When doing Data Preparation, there is a first analysis of the variables that exist in the database. Irrelevant variables are rejected, values such as outliers are imputed in some cases on relevant variables as long as there are no other consistencies on that particular variable, and other data preparation is handled to ensure that the model will have high quality variables.

Data pre-processing consists of transforming variables in order to enrich the model. Grouping variables that belong to the same product category or creating variables that measure monetary value are examples of transformations that can improve the model.

On the Cluster Analysis stage, we enter one of the most crucial parts of the segmentation model. By segmenting the data, we are creating homogeneous groups within each group and heterogeneous groups among those groups. This means that we want to group individuals that have similar characteristics and, among groups, those characteristics differ greatly. It’s important to emphasize that the ultimate goal of this segmentation is to minimize the distance inside each cluster and maximize the distance among the clusters.

The K-MEANS and K-MEDOIDS algorithms allow the grouping of customers (clustering) using the variables that were prepared on the earlier stages of the model.
The K-MEANS algorithm can be divided into a series of steps. For example, let us imagine a data model with only 2 variables in a Cartesian coordinate plane with 2 axis (X,Y):


Each grey point represents an individual (N).

First Step:

To define the number of seeds (K), where K ≤ N, and assign the seeds randomly in the Cartesian plane.


Each star is a seed.

Second Step:

Iteration initiation - each individual is associated with the seed that is closer.


Third Step:

Calculate the centroids of the clusters that were formed based on the mean distance of all the individuals of their respective clusters.


The blue stars represent the new centroids (centralized seed).


Fourth Step:

Return to the second step and associate the individuals to the seeds that are closest.


The individuals marked with a square now belong to the cluster of the same colour.

Fifth Step:

The iterations continue and only end when the centroids can no longer be centralized.
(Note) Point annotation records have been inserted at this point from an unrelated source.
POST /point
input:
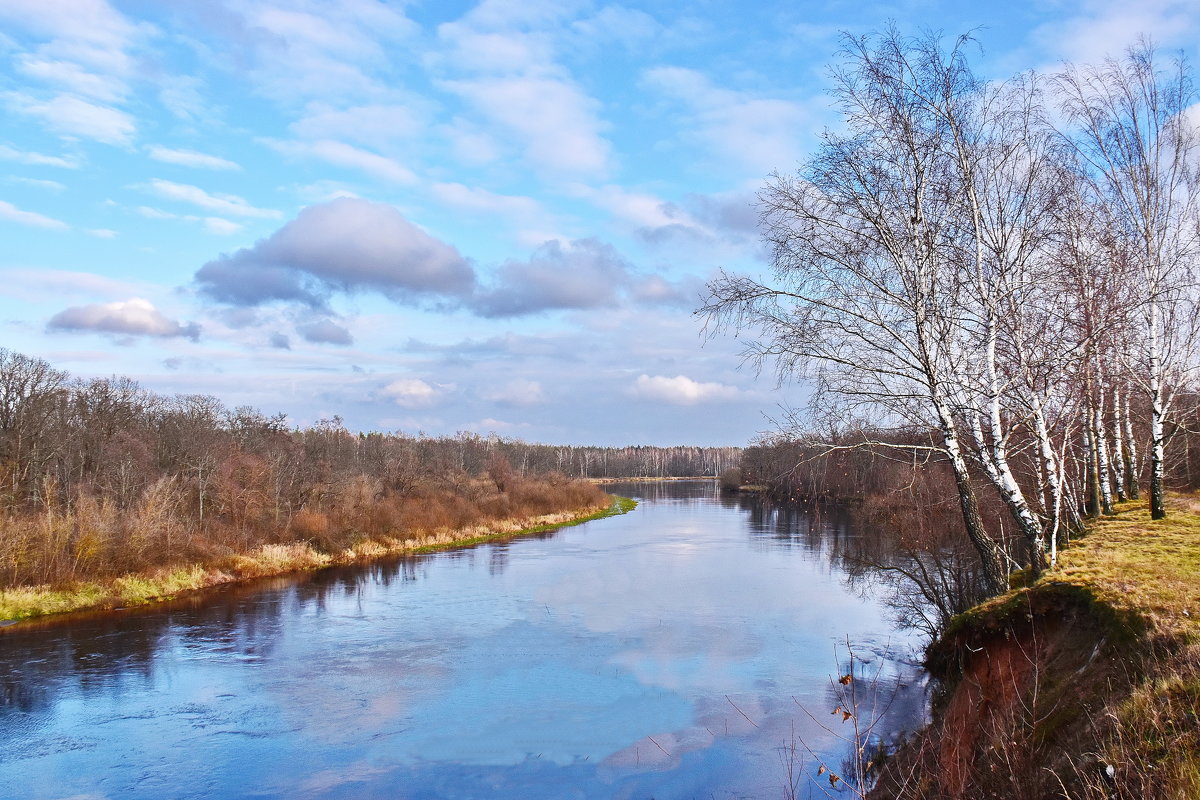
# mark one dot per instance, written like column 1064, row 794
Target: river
column 683, row 650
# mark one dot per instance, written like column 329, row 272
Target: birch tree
column 1131, row 128
column 865, row 293
column 1011, row 170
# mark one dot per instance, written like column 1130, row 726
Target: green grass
column 619, row 505
column 1134, row 582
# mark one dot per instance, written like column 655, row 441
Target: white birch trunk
column 1102, row 452
column 1119, row 470
column 1133, row 468
column 1157, row 411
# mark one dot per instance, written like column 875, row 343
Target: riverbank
column 1085, row 684
column 605, row 481
column 23, row 603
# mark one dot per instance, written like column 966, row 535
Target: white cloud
column 72, row 116
column 377, row 125
column 516, row 392
column 191, row 158
column 156, row 214
column 133, row 317
column 221, row 227
column 45, row 284
column 1105, row 28
column 637, row 209
column 36, row 158
column 52, row 186
column 345, row 155
column 679, row 390
column 73, row 78
column 345, row 245
column 229, row 204
column 12, row 214
column 412, row 392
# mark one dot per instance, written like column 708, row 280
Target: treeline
column 100, row 477
column 1007, row 268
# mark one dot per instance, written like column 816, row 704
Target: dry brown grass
column 93, row 541
column 1151, row 567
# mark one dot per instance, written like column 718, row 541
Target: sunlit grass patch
column 141, row 588
column 1150, row 566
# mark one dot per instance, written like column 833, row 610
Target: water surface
column 682, row 650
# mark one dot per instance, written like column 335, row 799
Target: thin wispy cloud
column 12, row 214
column 229, row 204
column 191, row 158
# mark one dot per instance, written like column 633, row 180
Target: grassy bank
column 137, row 589
column 1083, row 685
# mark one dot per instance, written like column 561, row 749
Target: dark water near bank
column 663, row 654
At this stage, we have the 4 clusters finalized.

The K-MEDOIDS algorithm behaves in a very similar way to K-MEANS, but rather than having the centroid move using the mean distance of the individuals, the centroid takes the position of the individual that is closest to the centre.
Therefore, on the third step of the K-MEANS example, rather than having the seed move to the position where the blue star is, it will now move to the position of the individual that is nearest to the centre (represented in the purple square).
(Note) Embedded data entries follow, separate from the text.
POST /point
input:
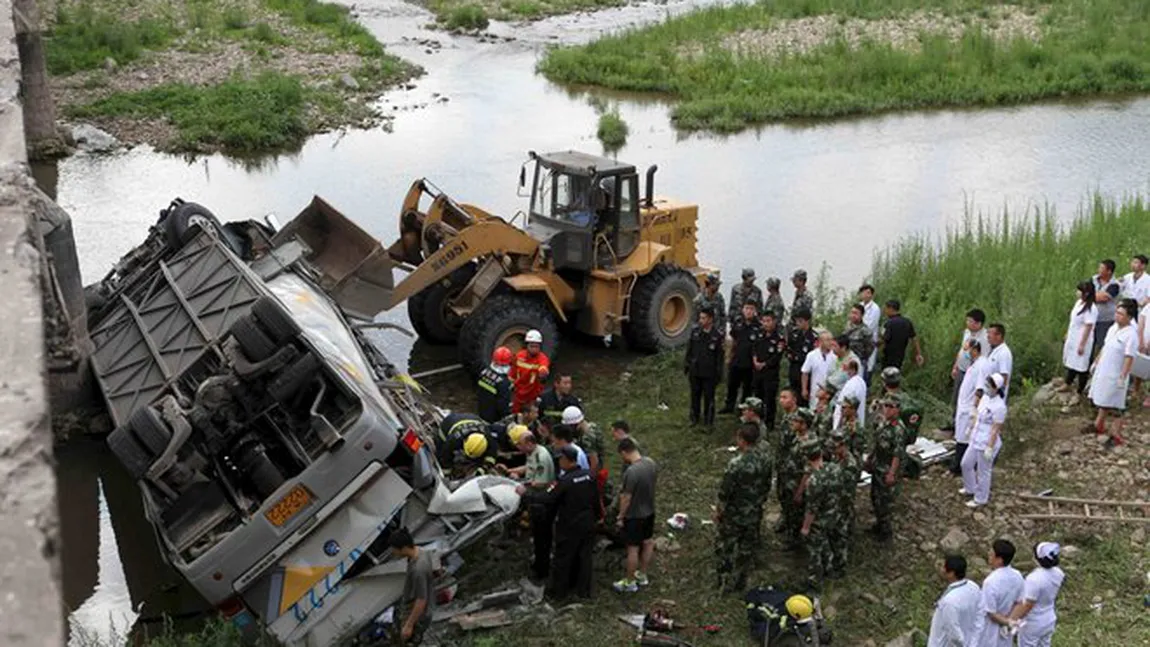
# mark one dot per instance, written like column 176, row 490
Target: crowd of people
column 811, row 433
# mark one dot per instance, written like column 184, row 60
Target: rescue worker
column 767, row 359
column 738, row 513
column 530, row 369
column 744, row 334
column 559, row 397
column 711, row 298
column 800, row 340
column 821, row 511
column 573, row 499
column 886, row 457
column 775, row 302
column 850, row 472
column 791, row 467
column 496, row 387
column 704, row 366
column 745, row 292
column 803, row 299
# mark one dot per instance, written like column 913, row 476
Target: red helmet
column 501, row 356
The Profiling consists on combining the information of the segments of the clusters previously created and selected based on an in-depth analysis using techniques such as Elbow Graphic and the cluster distribution given the number of seeds that were selected.

The Strategy is the final step and it allows the company to perform Marketing strategies and promotion campaigns directed at each cluster, which represents a group of individuals with similar characteristics and purchase patterns.


Data Mining enables companies to obtain patterns of information about their customers with the help of segmentation algorithms applied to descriptive models. This information allows for a better understanding of the customers, which represents a big competitive advantage in the market, essential to maintain or increase the market share.